Breaking free from the limitations of classical test theory: Developing and measuring information systems scales using item response theory

https://doi.org/10.1016/j.im.2016.06.005Get rights and content

Abstract

Information systems (IS) research frequently uses survey data to measure the interplay between technological systems and human beings. Researchers have developed sophisticated procedures to build and validate multi-item scales that measure latent constructs. The vast majority of IS studies uses classical test theory (CTT), but this approach suffers from three major theoretical shortcomings: (1) it assumes a linear relationship between the latent variable and observed scores, which rarely represents the empirical reality of behavioral constructs; (2) the true score can either not be estimated directly or only by making assumptions that are difficult to be met; and (3) parameters such as reliability, discrimination, location, or factor loadings depend on the sample being used. To address these issues, we present item response theory (IRT) as a collection of viable alternatives for measuring continuous latent variables by means of categorical indicators (i.e., measurement variables). IRT offers several advantages: (1) it assumes nonlinear relationships; (2) it allows more appropriate estimation of the true score; (3) it can estimate item parameters independently of the sample being used; (4) it allows the researcher to select items that are in accordance with a desired model; and (5) it applies and generalizes concepts such as reliability and internal consistency, and thus allows researchers to derive more information about the measurement process. We use a CTT approach as well as Rasch models (a special class of IRT models) to demonstrate how a scale for measuring hedonic aspects of websites is developed under both approaches. The results illustrate how IRT can be successfully applied in IS research and provide better scale results than CTT. We conclude by explaining the most appropriate circumstances for applying IRT, as well as the limitations of IRT.

Introduction

Social science research and information systems (IS) research produce a wealth of empirical papers that use survey or experimental data either to create new measurement scales or to apply previously validated scales to measure constructs.
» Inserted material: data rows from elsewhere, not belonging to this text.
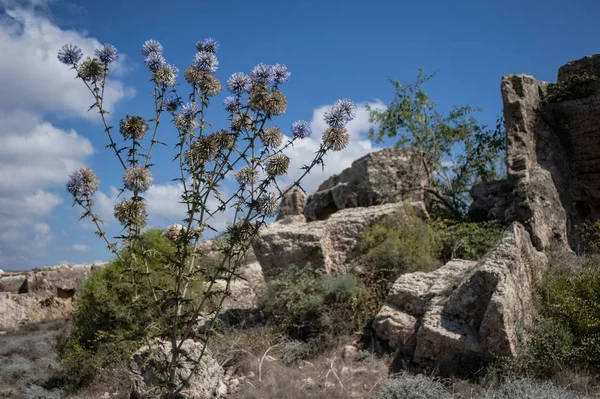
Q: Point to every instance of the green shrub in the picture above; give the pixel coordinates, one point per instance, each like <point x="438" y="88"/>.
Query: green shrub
<point x="465" y="240"/>
<point x="315" y="309"/>
<point x="410" y="387"/>
<point x="113" y="317"/>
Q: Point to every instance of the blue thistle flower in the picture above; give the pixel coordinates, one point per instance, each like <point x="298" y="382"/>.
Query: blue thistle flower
<point x="69" y="54"/>
<point x="301" y="129"/>
<point x="280" y="73"/>
<point x="107" y="53"/>
<point x="205" y="62"/>
<point x="262" y="73"/>
<point x="155" y="61"/>
<point x="230" y="104"/>
<point x="151" y="46"/>
<point x="239" y="83"/>
<point x="340" y="114"/>
<point x="209" y="45"/>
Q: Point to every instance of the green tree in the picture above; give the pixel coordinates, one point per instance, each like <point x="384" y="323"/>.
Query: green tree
<point x="454" y="149"/>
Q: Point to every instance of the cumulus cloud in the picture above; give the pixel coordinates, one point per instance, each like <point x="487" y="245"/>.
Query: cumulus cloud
<point x="36" y="156"/>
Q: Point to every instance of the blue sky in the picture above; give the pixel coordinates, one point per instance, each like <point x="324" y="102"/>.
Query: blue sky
<point x="334" y="49"/>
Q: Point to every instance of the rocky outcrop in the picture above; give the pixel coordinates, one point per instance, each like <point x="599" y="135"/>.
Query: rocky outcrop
<point x="465" y="311"/>
<point x="146" y="372"/>
<point x="41" y="295"/>
<point x="324" y="245"/>
<point x="385" y="176"/>
<point x="292" y="204"/>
In most cases, the authors rely on fundamental measurement principles that have been developed and refined in classical test theory (CTT) over decades. Although several shortcomings of this approach are increasingly understood, the underlying measurement paradigm of CTT remains largely unquestioned in IS. In line with a recent call in IS literature to improve the methodological foundation of our domain [13] – the measurement and validation procedures [50] – in this paper, we present an alternative to CTT that opens up new perspectives for empirical IS research.

Psychometricians such as Spearman [82], [83], Thurstone [86], [87], Rasch [64], and Birnbaum [9] have formulated different statistical models to achieve the measurement of latent traits. Usually, latent traits pertain to any type of construct that cannot be directly observed. Two main approaches for measuring continuous latent traits emerged: CTT [e.g., [33], [45]] and Factor Analysis (FA) [e.g., [96]] on the one hand and Item Response Theory (IRT) [e.g., [44]] on the other, with the former gaining widespread popularity.
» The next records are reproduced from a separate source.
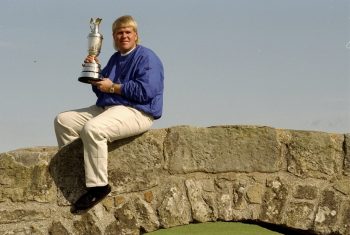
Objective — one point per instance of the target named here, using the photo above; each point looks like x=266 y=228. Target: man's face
x=125 y=39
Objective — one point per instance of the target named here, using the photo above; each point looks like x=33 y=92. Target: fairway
x=216 y=228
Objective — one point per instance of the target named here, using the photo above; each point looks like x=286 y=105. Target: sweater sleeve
x=147 y=82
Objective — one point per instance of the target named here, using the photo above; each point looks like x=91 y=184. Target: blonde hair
x=125 y=21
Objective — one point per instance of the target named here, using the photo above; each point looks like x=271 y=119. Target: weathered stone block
x=255 y=194
x=308 y=192
x=315 y=154
x=346 y=147
x=174 y=209
x=203 y=203
x=223 y=149
x=134 y=163
x=274 y=202
x=300 y=215
x=328 y=212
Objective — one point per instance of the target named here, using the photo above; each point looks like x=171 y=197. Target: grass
x=217 y=228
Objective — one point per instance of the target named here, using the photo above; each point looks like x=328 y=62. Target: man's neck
x=128 y=52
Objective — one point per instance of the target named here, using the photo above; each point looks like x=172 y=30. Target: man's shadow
x=67 y=169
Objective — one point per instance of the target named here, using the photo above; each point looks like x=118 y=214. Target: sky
x=278 y=63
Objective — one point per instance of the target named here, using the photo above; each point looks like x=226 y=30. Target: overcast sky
x=279 y=63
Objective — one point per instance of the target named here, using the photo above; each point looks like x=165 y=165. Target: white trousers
x=97 y=126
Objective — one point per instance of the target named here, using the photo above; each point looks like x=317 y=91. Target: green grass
x=217 y=228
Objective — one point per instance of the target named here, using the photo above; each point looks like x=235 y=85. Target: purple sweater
x=142 y=77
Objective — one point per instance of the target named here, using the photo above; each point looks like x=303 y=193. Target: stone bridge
x=181 y=175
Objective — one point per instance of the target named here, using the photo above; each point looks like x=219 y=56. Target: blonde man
x=129 y=99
Today, most research papers utilizing IRT can be found in psychology and educational testing, and at the same time the IRT paradigm is slowly but steadily gaining traction in social science and marketing research [74]. Several publications have clearly shown the advantages of this measurement approach [e.g., [28], [29]], and thus have sparked new interest in using IRT in behavioral research [22], [27], [73], [76]. Despite these promising developments, so far, IS research has virtually ignored IRT, which might be due to the fact that IRT is frequently only associated with psychological testing. However, as Edelen and Reeve [20] have shown in their comprehensive study, “when used appropriately, IRT can be a powerful tool for questionnaire development, evaluation, and refinement, resulting in precise, valid, and relatively brief instruments that minimize response burden” (p. 5).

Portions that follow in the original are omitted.